You don’t have to choose to be single forever to enjoy being single for now.


17, 21



Watch the local news together.


12



The opposite of depression is expression.


15



Read Prefontaine.


13



Toddler not interested in food? Hand them a random kitchen gadget to play with while you’re feeding them dinner, they’ll eat more if distracted.


1,2



Santa not being real https://i.pinimg.com/736x/73/39/2a/73392a10d420aed79074da6511b131a7.jpg


11



Don’t use a bad word when you can use a good word.


10



“It’s not your job to make people love you. It’s your job to show people who you are and allow them the opportunity to love you, if they want to. If they don’t, please just let them walk away. They were probably going to walk away anyway, they were just sticking around to see if you’d beg a little bit. Don’t even give them that. Let them go. You’re not a shape shifter. You’re not going to turn into the version of yourself that you think would be more lovable by the person you are trying to be loved by. That’s not love, that’s exhausting.” -Elyse Myers, one of my favorite Tiktokers. You deserve to be loved for who you genuinely are. I wish I’d read this when I was young. Would’ve saved me years of pain and frustration.


16-21



Awesome game we did at preschool - play I SPY. Try with objects or emotions, such as "I spy something sad" or "I spy something joyful." To help him learn empathy.


3-5



Sometimes you’ll be in the wrong side of history. When you discover you’re wrong, move to the right side of history. When I first started training as a nurse it was the early 1990’s. HIV/$@!#% was pretty new. I remember telling my fellow student I would double glove and take any “over the top” precautions I wanted to. That was my fear and ignorance talking. Amazing how cozy self-righteousness makes you feel. I was wrong. Always look at the issue through the lens of humanity.


16, 21



Let go of things that aren’t good for you. Anger, fear, prejudice, obsession, grudges, snark, etc.


16, 21



Worry less about molding them and focus on loving them.

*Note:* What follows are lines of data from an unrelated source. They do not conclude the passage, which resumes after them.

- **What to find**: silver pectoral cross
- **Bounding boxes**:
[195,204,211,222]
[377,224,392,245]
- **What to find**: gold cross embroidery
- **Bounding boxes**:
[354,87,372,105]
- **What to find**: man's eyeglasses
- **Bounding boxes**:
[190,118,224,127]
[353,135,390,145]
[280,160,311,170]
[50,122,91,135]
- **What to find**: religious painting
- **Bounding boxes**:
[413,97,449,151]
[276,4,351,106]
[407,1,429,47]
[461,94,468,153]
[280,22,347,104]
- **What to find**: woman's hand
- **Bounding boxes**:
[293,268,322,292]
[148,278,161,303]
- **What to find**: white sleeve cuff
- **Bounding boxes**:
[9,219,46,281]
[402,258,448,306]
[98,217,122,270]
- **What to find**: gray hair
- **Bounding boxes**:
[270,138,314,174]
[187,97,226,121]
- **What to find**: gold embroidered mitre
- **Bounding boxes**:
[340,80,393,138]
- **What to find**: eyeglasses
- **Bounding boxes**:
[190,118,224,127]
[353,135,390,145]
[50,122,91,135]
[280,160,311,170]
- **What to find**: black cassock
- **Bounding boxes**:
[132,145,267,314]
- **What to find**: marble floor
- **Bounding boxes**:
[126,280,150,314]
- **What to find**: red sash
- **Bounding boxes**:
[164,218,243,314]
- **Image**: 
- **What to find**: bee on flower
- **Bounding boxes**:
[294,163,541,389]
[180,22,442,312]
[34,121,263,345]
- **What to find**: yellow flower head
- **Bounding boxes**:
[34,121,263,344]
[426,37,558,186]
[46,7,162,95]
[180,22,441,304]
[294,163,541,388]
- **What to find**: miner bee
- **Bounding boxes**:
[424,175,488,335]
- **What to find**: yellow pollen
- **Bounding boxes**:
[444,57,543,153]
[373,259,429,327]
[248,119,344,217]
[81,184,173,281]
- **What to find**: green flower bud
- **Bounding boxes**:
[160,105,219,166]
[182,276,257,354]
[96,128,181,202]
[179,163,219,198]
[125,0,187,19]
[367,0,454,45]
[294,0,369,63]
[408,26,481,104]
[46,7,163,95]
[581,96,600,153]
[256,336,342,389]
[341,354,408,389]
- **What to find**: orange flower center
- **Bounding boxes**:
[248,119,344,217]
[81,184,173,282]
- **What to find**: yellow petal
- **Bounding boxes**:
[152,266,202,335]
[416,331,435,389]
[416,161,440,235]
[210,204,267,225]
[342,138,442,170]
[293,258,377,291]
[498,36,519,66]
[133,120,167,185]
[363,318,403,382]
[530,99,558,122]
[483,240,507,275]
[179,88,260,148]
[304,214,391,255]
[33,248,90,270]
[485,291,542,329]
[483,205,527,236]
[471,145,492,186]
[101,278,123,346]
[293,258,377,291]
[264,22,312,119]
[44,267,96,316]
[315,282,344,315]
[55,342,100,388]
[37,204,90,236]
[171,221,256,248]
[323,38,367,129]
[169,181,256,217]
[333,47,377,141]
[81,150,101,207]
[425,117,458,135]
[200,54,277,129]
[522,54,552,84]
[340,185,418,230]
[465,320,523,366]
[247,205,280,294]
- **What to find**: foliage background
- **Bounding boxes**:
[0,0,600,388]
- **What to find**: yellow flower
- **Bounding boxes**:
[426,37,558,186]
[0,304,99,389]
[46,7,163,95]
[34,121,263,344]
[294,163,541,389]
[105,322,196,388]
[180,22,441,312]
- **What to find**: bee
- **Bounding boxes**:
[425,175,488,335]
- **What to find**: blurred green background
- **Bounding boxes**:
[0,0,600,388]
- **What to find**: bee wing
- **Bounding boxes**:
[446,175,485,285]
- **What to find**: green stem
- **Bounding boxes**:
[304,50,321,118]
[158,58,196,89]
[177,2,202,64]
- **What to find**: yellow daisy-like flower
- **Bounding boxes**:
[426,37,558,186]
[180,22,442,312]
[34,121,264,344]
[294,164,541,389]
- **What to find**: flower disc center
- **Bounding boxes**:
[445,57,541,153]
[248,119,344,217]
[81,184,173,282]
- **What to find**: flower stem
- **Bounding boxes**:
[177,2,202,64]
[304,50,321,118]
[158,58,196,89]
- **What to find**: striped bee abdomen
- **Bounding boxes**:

2, 4, 6, 8, 10, 12, 14, 16, 17, 18, 19, 21



Slow down and normalize making out without it leading to anything more. Physical intimacy can mean lots of things that aren’t sex: kissing should feel safe, personal and playful. ALWAYS be respectful and never assume that just because your sweetie is into it that they want to go farther. If your goal is to “score” do it by yourself.


15, 21



Rainstorms are gangrenous- avoid driving in them or being out on foot. I’ve personally known people who have died from lightening strikes (running) and falling tree limbs (in their car. The mom in drivers’ seat and child in front seat both died.)


16



In social situations it's better to talk too little than too much. Don't over-share with people you're not close to.


15



Be yourself. No need to pretend to like something the crowd is doing. Half of them are probably just as unenthused as you are but are afraid to say so.


12, 15



Staying calm while under pressure or when you could scream in frustration - that is most of the battle. Sometimes the fact that you stayed calm qualifies as a win.


16, 21



Birds of a feather flock together


14



There’s always a temptation to throw money at your problem. But remember there’s nothing you can buy that will make up for what is really needed. And the stuff that accumulates while you try to fix the problem just ends up being a problem on its own.


14, 19



Try silence. Just sit with it (problem/feeling/etc.) invite the problem to sit next to you and just be quiet. Five minutes every day for a week or two. Your solution will appear. Stop running and just sit with it.


16



You may lose a relationship but you keep the love. It becomes a part of you. It changes you for the better.


15, 19, 21



Soothe a newborn: Swaddle , shushing noise, swing, side/stomach position, suck on a binkie. Read The Happiest Baby on the Block by Dr. Harvey Karp (or watch the video.) It' a life-saver.


Infant



“Your soul is more magnificent, beautiful, and gigantic than you can possibly imagine.” From short story “The Egg” by Andy Weir


1Infant-21



“ A vocation is where our anger and our joy meet.” -Sarah Bessey


16



Google the “tea metaphor” for a discussion about consent.